AfricanVoices is a project that aims to increase the research in speech synthesis for African languages by creating and collecting high quality speech datasets for African Languages. We also avail the synthesizers that we have built for others to use.
AfricanVoices is a collaborative project, where we welcome anyone (see the contribution section) to contribute in advancing this project.
To learn more about the project, you can read the AfricanVoices paper.
The project is currently in its early stages. We have worked on the following languages:
Language | Langcode | Source | No. utterances | Hrs |
---|---|---|---|---|
Luo | luo | Open.Bible | 11263 | 15.92 |
Lingala | lin | Open.Bible | 12957 | 27.52 |
Kikuyu | kik | Open.Bible | 10877 | 17.72 |
Yoruba | yor | Open.Bible | 10978 | 18.04 |
Hausa-M | hau | CommonVoice | 518 | 0.62 |
Hausa-F | hau | CommonVoice | 1938 | 2.3 |
Luganda | lug | CommonVoice | 2942 | 4.52 |
Ibibio | ibb | LLSTI | 125 | 0.32 |
Kiswahili | swa | LLSTI | 426 | 0.53 |
Wolof | wol | ALFFA | 1000 | 1.2 |
Fongbe | fon | ALFFA | 542 | 0.33 |
Suba | sxb | Bible.is | 11971 | 24.82 |
Suba | sxb | AfricanVoices | 1178 | 1.7 |
Luo | luo | AfricanVoices | 1516 | 1.79 |
English (Kenyan) | en-ke | AfricanVoices | 593 | 0.74 |
Find more info and download data and synthesizers from the AfricanVoices website.
Besides creating the data, we also use available data from other sources so that we can have a wide coverage. We have used the following resources so far :
- Open.Bible: Avails Bible recordings in form of audiobooks. We used the methodology in CMU-wilderness to align the corpus. The code for aligning can be found in Aligning AudioBooks
- Faith comes by hearing: Also known as Bible.is.They avail Bible recordings in the form of audiobooks. Used the same procedure as Open.Bible. We do used this for Suba but we cannot release the data as the license doesn't allow. You are encouraged to use them for your personal experimenrts.

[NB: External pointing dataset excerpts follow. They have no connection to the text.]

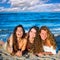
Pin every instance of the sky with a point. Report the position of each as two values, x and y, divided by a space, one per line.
30 5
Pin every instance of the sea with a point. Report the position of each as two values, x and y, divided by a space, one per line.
9 20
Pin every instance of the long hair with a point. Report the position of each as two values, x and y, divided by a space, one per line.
36 45
15 43
50 36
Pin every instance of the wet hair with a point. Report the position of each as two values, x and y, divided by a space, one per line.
50 36
15 43
36 45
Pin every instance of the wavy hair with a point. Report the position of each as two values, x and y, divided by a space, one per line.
50 36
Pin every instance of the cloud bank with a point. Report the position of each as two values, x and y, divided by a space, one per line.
32 6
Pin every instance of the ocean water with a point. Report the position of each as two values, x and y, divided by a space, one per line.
8 21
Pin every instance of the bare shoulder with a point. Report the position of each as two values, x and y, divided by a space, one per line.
25 40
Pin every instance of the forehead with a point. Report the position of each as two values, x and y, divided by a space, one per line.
33 30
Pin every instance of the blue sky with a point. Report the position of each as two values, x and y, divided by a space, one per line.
30 5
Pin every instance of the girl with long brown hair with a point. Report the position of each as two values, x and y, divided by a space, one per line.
16 43
48 41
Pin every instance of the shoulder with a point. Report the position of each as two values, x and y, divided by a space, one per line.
25 40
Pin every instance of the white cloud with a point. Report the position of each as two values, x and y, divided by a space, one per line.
3 1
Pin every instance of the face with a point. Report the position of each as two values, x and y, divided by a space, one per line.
19 32
32 33
43 34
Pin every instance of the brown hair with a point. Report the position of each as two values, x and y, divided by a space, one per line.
36 45
50 36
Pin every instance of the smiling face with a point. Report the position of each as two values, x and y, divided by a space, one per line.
43 34
19 32
32 33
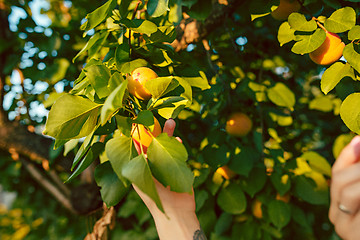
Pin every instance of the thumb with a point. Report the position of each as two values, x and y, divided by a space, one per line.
349 155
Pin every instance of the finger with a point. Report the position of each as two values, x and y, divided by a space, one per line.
340 181
350 198
349 155
137 146
169 127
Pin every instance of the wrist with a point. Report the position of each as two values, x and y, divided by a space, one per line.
176 224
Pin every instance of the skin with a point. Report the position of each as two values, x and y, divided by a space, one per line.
179 221
330 51
345 189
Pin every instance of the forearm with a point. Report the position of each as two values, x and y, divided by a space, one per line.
178 226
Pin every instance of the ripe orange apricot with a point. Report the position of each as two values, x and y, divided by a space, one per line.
143 136
285 198
330 51
239 124
226 172
137 80
285 8
256 209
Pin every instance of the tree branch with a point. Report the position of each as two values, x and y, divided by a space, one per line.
44 182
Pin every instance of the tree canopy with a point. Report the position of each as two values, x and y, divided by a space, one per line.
69 112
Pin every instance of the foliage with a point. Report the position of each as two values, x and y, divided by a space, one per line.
254 64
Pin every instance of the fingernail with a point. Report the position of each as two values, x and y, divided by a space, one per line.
355 142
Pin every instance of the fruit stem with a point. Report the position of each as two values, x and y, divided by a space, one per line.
319 24
142 150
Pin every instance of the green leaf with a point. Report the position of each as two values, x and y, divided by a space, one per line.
173 111
306 189
93 45
99 15
58 69
187 88
281 183
352 56
243 162
317 162
166 102
163 34
119 152
145 118
232 199
71 117
115 80
128 67
298 22
199 82
285 34
281 95
70 145
341 20
334 74
350 112
279 213
340 142
160 86
175 14
140 25
113 102
156 8
223 223
138 172
308 43
53 96
216 156
255 182
112 190
122 53
99 76
321 103
354 33
167 159
91 155
124 124
88 141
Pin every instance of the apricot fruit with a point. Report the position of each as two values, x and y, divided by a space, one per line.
226 172
330 50
238 124
256 209
285 8
285 198
143 136
137 81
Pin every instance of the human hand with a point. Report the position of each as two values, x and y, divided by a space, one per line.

- LLSTI: The Local Language Speech Technology Initiative project developed TTS datasets for localization of speech technology. We obtained Ibibio and Kiswahili by converting the publicly distributed lpc and res files to wav using Festvox tools.
- Mozilla CommonVoice : We selected data from a single speaker with the most utterances for Luganda and Hausa.
- ALFFA: ALFFA project [1] developed TTS and ASR technologies and data for Kiswahili, Fongbe, Wolof and Amharic. We selected a single speaker subset of the data for each language.
We appreciate all the creators of the above resources.
This is a resource we created to be used in normalizing numbers, an important step in both aligning and building TTS systems. Find it here.
To align audiobooks/long audio files, follow the guidelines in the Aligning AudioBooks section.
There are guidelines in the Creating Data section of NewLangTech.
We have developed for building s speech synthesizer here.
We highly welcome contributions through issues or pull requests. Here are some contribution ideas:
- Provide a dataset for a language; either you recorded yourself or from other sources(as long as the license allows).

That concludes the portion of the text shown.